The Buzz: Multivitamins — Friend or Foe?
- by bonappetit
What’s the buzz?
Could multivitamins lead your healthy habits astray?
What does the science say?
From pricey pills to smoothie powders, multivitamins claim an entire aisle in most grocery stores and pharmacies. However, while the nutritional boost once seemed like a no-brainer, multivitamins have been at the center of controversy in recent years, leaving many people questioning their health value.
Multivitamins are not necessarily a ticket to health — in most cases they appear to have a neutral effect. For example, one study shows no increase or decrease in risk of death from cancer or cardiovascular disease among people who took multivitamins. Other research indicates that multivitamins do not reduce the risk of disease. Some research has actually linked multivitamin use to increased risk of a chronic diseases like cancer and cardiovascular disease; however, it’s not a cause-and-effect relationship and we don’t know which comes first — the disease or the multivitamin use. That is, people who are sick might be more likely to take a multivitamin in an effort to improve their health. There have been cases where vitamin and mineral supplements proved to be more harmful than helpful.

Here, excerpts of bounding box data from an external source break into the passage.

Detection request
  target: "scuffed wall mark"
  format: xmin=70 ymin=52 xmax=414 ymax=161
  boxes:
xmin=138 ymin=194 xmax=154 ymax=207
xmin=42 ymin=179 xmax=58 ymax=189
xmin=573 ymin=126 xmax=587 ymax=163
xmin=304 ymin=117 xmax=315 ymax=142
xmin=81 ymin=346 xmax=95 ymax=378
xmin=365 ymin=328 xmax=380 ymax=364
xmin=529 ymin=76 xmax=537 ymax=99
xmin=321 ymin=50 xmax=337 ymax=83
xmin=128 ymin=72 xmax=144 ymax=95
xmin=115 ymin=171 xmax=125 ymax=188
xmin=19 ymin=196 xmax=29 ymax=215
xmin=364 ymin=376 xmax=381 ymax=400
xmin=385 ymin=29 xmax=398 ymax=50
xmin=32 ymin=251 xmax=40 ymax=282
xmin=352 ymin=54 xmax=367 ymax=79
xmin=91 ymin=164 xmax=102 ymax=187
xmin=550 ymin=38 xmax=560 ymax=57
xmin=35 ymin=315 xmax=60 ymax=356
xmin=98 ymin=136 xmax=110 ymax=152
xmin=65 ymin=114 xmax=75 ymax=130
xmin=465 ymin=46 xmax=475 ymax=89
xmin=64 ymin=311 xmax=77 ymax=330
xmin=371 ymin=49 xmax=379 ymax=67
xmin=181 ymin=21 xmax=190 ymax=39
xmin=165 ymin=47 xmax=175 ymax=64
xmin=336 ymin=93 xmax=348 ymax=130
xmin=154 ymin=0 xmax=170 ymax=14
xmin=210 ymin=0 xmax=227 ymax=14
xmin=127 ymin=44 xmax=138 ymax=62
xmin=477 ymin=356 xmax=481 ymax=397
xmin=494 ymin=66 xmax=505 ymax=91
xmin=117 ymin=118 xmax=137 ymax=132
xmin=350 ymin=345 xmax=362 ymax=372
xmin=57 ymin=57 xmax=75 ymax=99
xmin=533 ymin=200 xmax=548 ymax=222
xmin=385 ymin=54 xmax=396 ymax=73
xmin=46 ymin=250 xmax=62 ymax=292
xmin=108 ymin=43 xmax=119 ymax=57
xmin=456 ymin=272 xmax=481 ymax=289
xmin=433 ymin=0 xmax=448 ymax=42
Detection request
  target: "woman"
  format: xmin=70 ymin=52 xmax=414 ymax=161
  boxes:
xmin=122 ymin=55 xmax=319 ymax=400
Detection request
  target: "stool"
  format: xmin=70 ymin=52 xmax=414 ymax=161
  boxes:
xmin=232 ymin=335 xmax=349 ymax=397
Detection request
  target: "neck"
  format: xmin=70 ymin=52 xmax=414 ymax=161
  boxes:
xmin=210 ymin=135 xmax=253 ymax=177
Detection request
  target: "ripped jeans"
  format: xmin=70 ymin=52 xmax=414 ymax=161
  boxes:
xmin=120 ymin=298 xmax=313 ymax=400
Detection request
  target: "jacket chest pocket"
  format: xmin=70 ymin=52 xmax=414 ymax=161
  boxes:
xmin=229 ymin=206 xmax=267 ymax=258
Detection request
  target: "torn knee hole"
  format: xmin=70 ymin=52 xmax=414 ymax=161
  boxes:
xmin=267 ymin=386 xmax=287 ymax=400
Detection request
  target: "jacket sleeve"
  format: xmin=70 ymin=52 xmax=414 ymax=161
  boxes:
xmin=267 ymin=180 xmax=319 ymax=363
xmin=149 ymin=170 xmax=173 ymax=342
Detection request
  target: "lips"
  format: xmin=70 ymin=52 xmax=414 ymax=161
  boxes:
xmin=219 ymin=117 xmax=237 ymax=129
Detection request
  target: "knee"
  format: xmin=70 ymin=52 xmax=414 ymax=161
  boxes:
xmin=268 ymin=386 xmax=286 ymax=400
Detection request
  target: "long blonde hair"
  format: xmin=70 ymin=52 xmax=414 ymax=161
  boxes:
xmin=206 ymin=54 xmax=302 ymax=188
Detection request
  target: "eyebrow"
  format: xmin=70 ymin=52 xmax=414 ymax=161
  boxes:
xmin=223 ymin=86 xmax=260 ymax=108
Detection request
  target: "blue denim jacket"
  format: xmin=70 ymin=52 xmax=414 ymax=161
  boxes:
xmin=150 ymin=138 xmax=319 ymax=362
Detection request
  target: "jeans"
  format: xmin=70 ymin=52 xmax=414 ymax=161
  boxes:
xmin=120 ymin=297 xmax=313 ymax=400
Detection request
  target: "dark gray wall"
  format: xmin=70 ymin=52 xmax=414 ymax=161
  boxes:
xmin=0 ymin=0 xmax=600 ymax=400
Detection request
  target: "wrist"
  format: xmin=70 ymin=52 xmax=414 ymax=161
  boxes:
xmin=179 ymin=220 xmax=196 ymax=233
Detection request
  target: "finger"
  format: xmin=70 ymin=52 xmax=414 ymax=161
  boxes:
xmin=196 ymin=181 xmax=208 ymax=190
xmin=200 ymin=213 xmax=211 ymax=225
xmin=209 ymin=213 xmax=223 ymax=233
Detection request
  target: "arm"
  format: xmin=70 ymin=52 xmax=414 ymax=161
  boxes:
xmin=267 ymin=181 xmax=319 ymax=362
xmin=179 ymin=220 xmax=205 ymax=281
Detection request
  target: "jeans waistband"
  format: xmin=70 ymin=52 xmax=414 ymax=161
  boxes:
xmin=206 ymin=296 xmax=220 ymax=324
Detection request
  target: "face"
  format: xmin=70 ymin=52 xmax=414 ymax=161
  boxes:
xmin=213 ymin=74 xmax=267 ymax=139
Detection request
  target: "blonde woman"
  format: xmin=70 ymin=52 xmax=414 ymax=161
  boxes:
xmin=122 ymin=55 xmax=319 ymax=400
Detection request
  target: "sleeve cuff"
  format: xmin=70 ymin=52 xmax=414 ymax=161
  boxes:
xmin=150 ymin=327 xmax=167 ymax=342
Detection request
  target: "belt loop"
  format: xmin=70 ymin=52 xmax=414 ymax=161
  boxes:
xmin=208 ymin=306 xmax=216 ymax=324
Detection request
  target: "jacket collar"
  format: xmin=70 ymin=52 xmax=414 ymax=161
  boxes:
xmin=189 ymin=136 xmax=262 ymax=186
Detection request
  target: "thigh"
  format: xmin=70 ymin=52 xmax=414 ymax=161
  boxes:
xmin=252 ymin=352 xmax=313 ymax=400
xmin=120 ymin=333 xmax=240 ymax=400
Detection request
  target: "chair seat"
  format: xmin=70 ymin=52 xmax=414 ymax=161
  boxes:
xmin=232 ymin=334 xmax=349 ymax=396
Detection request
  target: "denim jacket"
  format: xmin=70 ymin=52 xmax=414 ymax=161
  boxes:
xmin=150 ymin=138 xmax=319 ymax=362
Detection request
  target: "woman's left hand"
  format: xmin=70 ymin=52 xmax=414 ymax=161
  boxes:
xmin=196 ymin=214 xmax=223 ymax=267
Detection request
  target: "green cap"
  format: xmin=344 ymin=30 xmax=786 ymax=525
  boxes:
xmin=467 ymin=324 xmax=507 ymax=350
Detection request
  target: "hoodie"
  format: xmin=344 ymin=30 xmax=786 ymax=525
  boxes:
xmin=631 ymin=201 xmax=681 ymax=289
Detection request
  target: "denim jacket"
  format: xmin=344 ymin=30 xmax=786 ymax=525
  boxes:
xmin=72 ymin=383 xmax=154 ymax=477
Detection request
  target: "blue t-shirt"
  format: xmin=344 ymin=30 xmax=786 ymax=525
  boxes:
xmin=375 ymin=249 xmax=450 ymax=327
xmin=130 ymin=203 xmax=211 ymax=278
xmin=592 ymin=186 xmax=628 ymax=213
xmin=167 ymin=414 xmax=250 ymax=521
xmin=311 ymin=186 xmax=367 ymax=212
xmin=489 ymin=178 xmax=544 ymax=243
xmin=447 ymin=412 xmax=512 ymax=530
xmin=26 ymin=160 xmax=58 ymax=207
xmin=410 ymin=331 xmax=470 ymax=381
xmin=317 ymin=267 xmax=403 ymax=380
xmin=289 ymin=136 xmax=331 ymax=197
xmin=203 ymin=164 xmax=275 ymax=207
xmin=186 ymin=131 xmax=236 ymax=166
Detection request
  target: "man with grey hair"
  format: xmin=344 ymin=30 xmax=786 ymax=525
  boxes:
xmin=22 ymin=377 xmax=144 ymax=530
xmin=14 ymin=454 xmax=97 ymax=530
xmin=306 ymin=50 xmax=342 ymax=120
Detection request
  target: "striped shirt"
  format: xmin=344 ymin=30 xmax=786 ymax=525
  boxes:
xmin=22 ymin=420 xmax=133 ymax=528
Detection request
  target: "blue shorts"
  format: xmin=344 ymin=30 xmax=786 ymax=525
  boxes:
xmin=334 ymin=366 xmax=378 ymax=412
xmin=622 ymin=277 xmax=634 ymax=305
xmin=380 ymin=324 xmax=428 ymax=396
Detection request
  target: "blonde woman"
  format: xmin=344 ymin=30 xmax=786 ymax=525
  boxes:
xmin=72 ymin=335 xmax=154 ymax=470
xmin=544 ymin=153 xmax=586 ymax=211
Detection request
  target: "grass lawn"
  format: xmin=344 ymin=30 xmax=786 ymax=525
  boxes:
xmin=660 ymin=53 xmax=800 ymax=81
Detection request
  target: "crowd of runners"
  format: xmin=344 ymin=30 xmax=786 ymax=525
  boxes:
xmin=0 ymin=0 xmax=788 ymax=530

For example, one infamous study shocked the supplement world when it showed that beta-carotene (a precursor to vitamin A) supplementation actually increased risk of lung cancer among men and another linked high levels of vitamin E supplementation to increased risk of prostate cancer. So, more is not always better. Some vitamins can actually interfere with certain medications and medical treatments, so it’s always best to ask your doctor before starting a new supplement.
What’s the takeaway?
While it’s likely that a daily multivitamin is not harmful as long as doses are within the recommended range, it probably won’t provide much benefit, so you could be wasting your money. Most people can get everything they need from food by eating a balanced diet filled with fruits, vegetables, whole grains, and lean and/or plant-based proteins, along with some healthy fats, which are essential for absorbing vitamins A,D, E, and K. If you have a known nutrient deficiency, a multivitamin or other supplement can help close the gap. Be sure to read labels before you choose a supplement as there are no standard dosages for a multivitamin, so you’ll want to make sure you’re getting what you need — and not in excess.